Here’s how to protect yourself:
- Check the source. Is it a verified journalist? A known outlet? Or just a channel with 1,200 subscribers and a flashy logo?
- Look for evidence. Does the post link to a report, a government document, or a video with timestamps? Or is it just a screenshot with bold text?
- Wait 24 hours. If a story is truly breaking, it’ll be covered by multiple outlets. If it’s only on Telegram, it’s probably not real.
- Don’t share emotionally charged posts without verifying. Every share fuels the system.
If you’re a content creator thinking about monetizing your news channel - think again. You might make more money short-term. But you’re not just building an audience. You’re building a platform for misinformation. And once you cross that line, it’s hard to come back.
What’s Next?
Telegram’s ad revenue is projected to hit $1.2 billion by 2025. That’s not a typo. It’s a tidal wave of money chasing attention. And right now, the fastest way to get paid is to lie better.

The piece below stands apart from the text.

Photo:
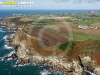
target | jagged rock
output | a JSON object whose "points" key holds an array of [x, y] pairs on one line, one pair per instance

Regulators are watching. The EU’s Digital Services Act team sent Telegram a formal inquiry in April 2024. But Telegram doesn’t answer to governments. It answers to its users - and its profit margins.
Unless something changes - unless Telegram adds quality metrics, fact-checking flags, or at least a warning system - the news you see on Telegram will keep getting louder, more extreme, and less true. And the people who need accurate information the most? They’ll be the ones left behind.